К ночи бледное солнце

в вершинах западных тонет.

Белый месяц на смену

встает над восточной горой.

Далеко-далеко на все тысячи ли сиянье.

Широко-широко

озаренье небесных пустот…

Появляется ветер,

влетает в комнаты дома,

и подушку с циновкой

он студит в полуночный час.

В том, что воздух другой,

чую смену времени года.

Оттого что не сплю,

нескончаемость ночи узнал.

Я хочу говорить —

никого, кто бы мне ответил.

Поднял чарку с вином

и зову сиротливую тень…

Дни — и луны за ними, —

покинув людей, уходят.

Так свои устремленья

я в жизнь претворить и не смог.

Лишь об этом подумал —

и боль меня охватила,

И уже до рассвета

ко мне не вернется покой!

Прежде было ли так,

чтоб напиться я вдоволь мог,

А сегодня вино

здесь нетронутое стоит.

На весеннем вине

ходят пенные муравьи.

Я когда же теперь

вновь испробую вкус его?

И подносов с едой

предо мною полным-полно.

И родных и друзей

надо мной раздается плач.

Я хочу говорить,

но во рту моем звуков нет.

Я хочу посмотреть,

но в глазах моих света нет.

Если в прежние дни

я в просторном покое спал,

то сегодня усну

я в травой заросшем углу…

Так я в утро одно

дом покинул, в котором жил,

дом, вернуться куда

никогда не наступит срок![51]

Так простыми, но искусными словами он передавал уроки народной мудрости.
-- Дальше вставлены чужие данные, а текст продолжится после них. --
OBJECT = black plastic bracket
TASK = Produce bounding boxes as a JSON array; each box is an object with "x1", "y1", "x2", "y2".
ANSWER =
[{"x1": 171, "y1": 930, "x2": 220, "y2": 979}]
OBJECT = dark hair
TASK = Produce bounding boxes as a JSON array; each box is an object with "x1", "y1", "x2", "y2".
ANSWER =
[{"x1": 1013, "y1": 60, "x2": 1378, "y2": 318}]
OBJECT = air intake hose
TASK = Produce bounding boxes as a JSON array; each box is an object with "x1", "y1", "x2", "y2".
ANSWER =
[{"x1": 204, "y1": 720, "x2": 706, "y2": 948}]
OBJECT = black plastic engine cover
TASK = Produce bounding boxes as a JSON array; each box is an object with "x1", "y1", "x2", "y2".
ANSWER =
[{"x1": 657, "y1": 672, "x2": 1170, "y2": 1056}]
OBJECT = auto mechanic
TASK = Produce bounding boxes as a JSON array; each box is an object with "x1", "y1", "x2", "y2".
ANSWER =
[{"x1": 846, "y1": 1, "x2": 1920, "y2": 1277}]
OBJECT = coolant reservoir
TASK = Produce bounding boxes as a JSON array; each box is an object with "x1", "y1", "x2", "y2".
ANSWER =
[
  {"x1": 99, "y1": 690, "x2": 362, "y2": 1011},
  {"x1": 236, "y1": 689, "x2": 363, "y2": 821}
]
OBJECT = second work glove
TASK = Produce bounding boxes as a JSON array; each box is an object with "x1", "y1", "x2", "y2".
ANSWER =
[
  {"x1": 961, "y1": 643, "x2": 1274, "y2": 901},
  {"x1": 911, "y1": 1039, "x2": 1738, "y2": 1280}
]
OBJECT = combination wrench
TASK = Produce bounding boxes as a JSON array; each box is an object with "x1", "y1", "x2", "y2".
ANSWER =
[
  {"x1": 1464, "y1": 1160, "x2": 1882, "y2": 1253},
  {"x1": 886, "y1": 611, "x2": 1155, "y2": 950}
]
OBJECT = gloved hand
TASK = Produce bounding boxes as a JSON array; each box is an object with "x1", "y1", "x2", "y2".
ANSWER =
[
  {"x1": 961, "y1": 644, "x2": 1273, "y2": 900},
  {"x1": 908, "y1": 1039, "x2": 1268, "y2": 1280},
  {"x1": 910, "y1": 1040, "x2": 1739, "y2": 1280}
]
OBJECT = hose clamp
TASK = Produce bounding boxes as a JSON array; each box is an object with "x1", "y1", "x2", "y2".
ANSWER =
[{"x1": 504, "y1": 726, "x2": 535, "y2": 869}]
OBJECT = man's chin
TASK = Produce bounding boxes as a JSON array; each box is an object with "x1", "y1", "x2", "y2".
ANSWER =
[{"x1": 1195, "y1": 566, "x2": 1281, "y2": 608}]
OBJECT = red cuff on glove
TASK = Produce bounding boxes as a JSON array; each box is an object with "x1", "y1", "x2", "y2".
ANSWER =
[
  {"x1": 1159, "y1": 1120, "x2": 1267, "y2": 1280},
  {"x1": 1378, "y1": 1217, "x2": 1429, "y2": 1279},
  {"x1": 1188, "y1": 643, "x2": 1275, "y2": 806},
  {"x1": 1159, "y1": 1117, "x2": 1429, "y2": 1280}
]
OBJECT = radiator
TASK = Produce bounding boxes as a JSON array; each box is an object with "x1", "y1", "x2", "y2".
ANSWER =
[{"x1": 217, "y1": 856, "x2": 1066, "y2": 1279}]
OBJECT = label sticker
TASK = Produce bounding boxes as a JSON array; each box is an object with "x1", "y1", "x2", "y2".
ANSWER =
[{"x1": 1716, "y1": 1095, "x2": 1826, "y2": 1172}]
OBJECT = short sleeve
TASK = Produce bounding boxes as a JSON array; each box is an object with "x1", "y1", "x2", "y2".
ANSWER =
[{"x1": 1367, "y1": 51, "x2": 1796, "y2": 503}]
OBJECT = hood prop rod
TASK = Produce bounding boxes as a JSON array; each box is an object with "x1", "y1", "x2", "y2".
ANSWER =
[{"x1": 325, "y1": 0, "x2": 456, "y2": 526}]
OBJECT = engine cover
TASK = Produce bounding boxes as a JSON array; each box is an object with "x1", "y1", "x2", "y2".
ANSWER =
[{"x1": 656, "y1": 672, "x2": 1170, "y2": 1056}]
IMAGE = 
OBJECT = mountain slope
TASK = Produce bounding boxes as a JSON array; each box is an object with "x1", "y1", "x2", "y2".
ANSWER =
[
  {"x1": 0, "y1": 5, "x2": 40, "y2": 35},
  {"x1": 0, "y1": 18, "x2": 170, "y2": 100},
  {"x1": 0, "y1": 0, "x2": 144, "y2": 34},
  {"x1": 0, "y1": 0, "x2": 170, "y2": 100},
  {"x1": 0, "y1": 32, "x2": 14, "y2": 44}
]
Глубоко пропитанный конфуцианством, он прославлял мудрецов древних эпох. Он сохранил принципы своего рода и всегда почтительно относился к правящему дому — династии Восточная Цзинь (317–420). От даосизма он заимствовал прежде всего свою непосредственность, а также искусство принимать вещи такими, какие они есть. В своих поэтических занятиях Тао Юаньмин нашел и свое оправдание, и свой конец. Он никогда не вел экстатических поисков согласия с Вселенной. Также он никогда не испытывал любопытства к буддизму, который еще в период правления династии Хань начал медленное продвижение в Китай по Великому шелковому пути.